Habiter l’imperceptible

Laurence SKIVEE, os cuillère, Préface de Tristan Sautier, La Lettre volée, 2024, 56 p., 14 €, ISBN : 9782873176211

skivee os cuillereIncarner le désincarné, laisser la présence en pointillé, sur la pointe de la venue et de la partance, tracer des mots qui interrogent le lien entre un « je » et un « tu » abandonnés à leur indéfinition… dans os cuillère, son dernier recueil poétique préfacé par Tristan Sautier, la poétesse et plasticienne Laurence Skivée s’aventure sous la ligne des vocables, là où le plein de l’os et le creux de la cuillère offrent l’image d’une rencontre possible entre soi et l’autre, soi et soi. La disposition graphique des vers matérialise l’impossible rêve de toucher l’autre et l’amorce d’un dialogue par-delà les solitudes.

Tuyau
de solitude

comme si
nous n’avions
pas besoin
de parler

La poésie de Laurence Skivée creuse un espace frangé de blanc, de silence, de quête d’un mouvement inachevable. La page devient ce lieu où s’abolit la distance entre les sensations et les faits, entre le monde intérieur et la réalité concrète.

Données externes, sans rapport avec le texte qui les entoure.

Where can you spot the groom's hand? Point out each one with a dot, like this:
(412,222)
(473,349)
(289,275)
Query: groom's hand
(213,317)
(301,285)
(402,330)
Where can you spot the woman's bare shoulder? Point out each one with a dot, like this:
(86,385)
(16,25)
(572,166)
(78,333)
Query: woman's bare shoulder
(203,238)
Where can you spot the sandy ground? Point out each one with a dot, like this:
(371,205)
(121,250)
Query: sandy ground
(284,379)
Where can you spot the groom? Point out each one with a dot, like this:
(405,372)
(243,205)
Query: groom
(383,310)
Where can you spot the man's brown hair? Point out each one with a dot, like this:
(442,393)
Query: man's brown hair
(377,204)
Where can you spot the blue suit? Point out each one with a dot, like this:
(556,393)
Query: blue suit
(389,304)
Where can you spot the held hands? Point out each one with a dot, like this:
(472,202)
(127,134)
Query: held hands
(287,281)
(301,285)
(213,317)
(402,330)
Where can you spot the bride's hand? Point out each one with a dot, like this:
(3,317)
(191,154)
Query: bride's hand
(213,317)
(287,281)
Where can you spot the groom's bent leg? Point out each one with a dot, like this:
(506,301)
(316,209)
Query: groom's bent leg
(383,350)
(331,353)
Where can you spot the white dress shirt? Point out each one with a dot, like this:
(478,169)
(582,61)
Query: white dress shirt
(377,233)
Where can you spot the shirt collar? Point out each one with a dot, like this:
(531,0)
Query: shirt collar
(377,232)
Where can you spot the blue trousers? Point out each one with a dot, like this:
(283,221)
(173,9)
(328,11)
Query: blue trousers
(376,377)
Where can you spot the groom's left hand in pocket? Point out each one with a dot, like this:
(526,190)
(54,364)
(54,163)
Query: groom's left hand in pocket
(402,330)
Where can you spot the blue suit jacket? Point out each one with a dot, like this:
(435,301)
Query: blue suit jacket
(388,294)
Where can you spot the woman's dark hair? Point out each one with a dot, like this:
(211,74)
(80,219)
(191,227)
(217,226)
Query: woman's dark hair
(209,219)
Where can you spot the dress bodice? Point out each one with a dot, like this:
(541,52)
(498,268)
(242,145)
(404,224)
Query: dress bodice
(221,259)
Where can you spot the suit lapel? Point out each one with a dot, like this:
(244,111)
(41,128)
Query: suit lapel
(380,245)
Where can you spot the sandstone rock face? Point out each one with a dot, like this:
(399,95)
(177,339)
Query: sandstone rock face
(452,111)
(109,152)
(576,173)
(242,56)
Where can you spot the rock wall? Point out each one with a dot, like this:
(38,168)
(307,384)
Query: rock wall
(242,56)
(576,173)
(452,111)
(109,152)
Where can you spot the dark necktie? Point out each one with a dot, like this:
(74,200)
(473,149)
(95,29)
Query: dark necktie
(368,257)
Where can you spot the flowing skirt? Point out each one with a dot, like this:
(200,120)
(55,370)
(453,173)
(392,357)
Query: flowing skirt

La parcimonie des mots, l’élection de parenthèses qui s’excusent de monter à l’être, l’usage des italiques, le mot « solaire » raturé, la partition mentale de souvenirs à demi-effacés se situent à l’endroit où la parole émerge, jamais assurée de la nécessité de faire le deuil du silence.

Au travers d’une diaspora de la vue, du toucher, de l’ouïe, deux êtres se rapprochent, les notes blanches du silence décoiffent les têtes

je renverse la cuillère

                                         ah !

tu es vide enfin

                                         sur terre avec le corps

Aventurière du royaume de l’imperceptible, la poétesse habite les traces, les murmures, les frôlements, dans une attention à la fragilité des événements, des peaux, des arbres, gardienne de l’épure et de l’aiguisé. Comment les lignes des dessins, celles des mots peuvent-elles faire le deuil des morts, de l’avant-langage, des noces infra-langagières entre la mère et l’enfant ? Comment nous aident-elles à regagner cet arrière-monde dont, à insister, la perte se métamorphose parfois en d’éphémères retrouvailles ?       

Le sujet errant de l’énonciation advient au rythme où les phrases éclosent, sachant que « parler / est si difficile ». Le sujet s’engendre au rythme où les mots tombent de la cuillère et caressent l’os, ces deux personnages objectaux réunis en un seul syntagme sibyllin. C’est au cœur de l’avènement de possibles ténus que, diaphane, Laurence Skivée s’installe.